There are basically going to be two ways to survive it - be part of a larger organization that can shoulder a long-term R&D burden to go from 'toy' to 'real infrastructure'. I can see Cruise and Waymo making it that way, unless GM gets cold feet.

The other survivors will be either super lean like Voyage, who went straight to revenue generating niches like retirement communities and rely on being downstream of the technical innovation being done elsewhere (no in-house vehicle or sensor development to cut down R&D costs and move quickly).

Or else they'll be in niches like logistics (e.g. Peloton, Nuro) where the parameters of the game are different, and the structure is more B2B than B2C.

One other play is the autonomy-tech licensing structure like Aurora is trying, but that's a hard sell, especially since they're dealing with German automakers who (from first hand experience in this domain in particular) are clueless about autonomy.

This is an incredibly exciting, risky time to be a part of this new, emerging industry. It feels in many ways like the very very early P.C era, where everything is very much still in play. I'm glad I made the career shift to get there.

> German automakers who (from first hand experience in this domain in particular) are clueless about autonomy

You made me curious, care the elaborate?

Without revealing too much, German automakers have expertise primarily in logistics, with some expertise in automotive design.

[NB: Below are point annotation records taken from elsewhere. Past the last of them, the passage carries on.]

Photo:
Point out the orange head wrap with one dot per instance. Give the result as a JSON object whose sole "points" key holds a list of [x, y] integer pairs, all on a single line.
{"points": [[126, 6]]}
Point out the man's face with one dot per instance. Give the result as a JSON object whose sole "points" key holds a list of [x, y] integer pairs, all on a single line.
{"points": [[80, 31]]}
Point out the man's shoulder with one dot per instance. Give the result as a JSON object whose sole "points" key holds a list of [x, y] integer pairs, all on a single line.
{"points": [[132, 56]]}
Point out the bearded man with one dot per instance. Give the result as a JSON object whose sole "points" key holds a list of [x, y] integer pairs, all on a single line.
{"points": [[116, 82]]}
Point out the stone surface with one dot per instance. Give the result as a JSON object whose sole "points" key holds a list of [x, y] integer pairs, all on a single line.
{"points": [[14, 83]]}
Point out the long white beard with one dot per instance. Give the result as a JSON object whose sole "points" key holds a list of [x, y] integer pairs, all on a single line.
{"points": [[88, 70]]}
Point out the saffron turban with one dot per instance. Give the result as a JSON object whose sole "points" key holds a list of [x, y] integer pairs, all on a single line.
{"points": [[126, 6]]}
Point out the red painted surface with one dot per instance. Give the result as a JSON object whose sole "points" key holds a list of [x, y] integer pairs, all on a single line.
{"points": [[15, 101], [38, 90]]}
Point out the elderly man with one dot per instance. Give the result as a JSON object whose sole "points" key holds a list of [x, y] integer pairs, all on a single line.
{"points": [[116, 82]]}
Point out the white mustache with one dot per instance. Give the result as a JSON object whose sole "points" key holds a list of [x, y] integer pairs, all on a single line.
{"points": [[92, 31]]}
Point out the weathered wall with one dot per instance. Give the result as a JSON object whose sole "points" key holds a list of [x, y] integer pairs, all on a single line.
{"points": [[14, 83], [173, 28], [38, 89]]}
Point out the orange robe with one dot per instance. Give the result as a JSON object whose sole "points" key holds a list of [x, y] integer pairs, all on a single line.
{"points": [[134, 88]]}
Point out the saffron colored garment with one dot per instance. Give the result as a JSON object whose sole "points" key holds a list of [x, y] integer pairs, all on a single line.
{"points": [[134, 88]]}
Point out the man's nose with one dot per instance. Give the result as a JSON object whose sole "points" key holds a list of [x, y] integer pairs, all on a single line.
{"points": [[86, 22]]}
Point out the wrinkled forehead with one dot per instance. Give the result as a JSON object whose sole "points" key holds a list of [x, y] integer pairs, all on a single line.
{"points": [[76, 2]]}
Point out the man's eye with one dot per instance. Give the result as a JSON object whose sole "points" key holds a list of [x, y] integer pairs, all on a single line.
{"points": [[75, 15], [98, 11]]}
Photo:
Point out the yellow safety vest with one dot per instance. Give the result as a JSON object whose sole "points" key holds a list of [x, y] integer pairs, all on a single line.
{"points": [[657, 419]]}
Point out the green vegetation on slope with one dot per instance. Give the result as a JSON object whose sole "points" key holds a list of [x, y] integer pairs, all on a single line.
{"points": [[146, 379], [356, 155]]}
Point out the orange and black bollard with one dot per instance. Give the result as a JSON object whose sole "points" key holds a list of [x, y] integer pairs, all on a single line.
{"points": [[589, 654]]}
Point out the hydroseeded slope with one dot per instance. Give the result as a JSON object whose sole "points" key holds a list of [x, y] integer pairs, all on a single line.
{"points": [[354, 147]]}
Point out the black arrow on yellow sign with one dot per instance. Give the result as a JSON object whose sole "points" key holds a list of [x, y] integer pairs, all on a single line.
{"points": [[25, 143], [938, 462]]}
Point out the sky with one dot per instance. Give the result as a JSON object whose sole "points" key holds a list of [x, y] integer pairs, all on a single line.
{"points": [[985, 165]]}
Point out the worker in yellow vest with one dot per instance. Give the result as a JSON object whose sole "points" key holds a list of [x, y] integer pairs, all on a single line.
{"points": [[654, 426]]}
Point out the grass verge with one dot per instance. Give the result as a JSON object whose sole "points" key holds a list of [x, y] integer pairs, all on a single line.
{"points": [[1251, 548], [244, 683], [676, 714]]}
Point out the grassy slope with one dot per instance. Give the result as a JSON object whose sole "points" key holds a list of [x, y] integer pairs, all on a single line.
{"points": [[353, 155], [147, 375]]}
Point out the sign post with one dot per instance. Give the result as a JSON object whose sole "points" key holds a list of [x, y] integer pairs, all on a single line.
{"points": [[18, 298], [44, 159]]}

There is a vast pyramid of Tier-1 and Tier-2 suppliers that feed into that logistics chain. A lot of those suppliers are promising automakers that they can deliver either components that feed into autonomy, or else autonomy in full. This fragments the effort across literally hundreds of small teams, many of whom have little to no expertise at all in the necessary disciplines.

Additionally, every German automaker also has its own in-house autonomy team, and the relationships between in-house, contracting, and supplier teams is chaotic. Many managers see autonomy as another way to build a small empire and make a name for themselves, and it just results in a huge organizational snarl.

The fact that this is an area no one knows how to execute on yet since it's brand new, coupled with these gross inefficiencies, will mean autonomy efforts from the automakers will be stillborn. They will eventually learn from it though, acquire the right teams, and get on with putting it into their cars just as they're doing with EV.

Thanks for the answer. But "some expertise in automotive design" looks a bit of an understatement to me.

There are many many startups working on some fraction of the autonomy stack (e.g. Aurora) or the entire vertical (e.g. Zoox). I call out several specific ones in my comment if you care to read it through.

One interesting thing about the 'zero' approach is that it learns through self-play. So you can use a database to bootstrap the learning, but in principle you'd only need the game rules and enough training time.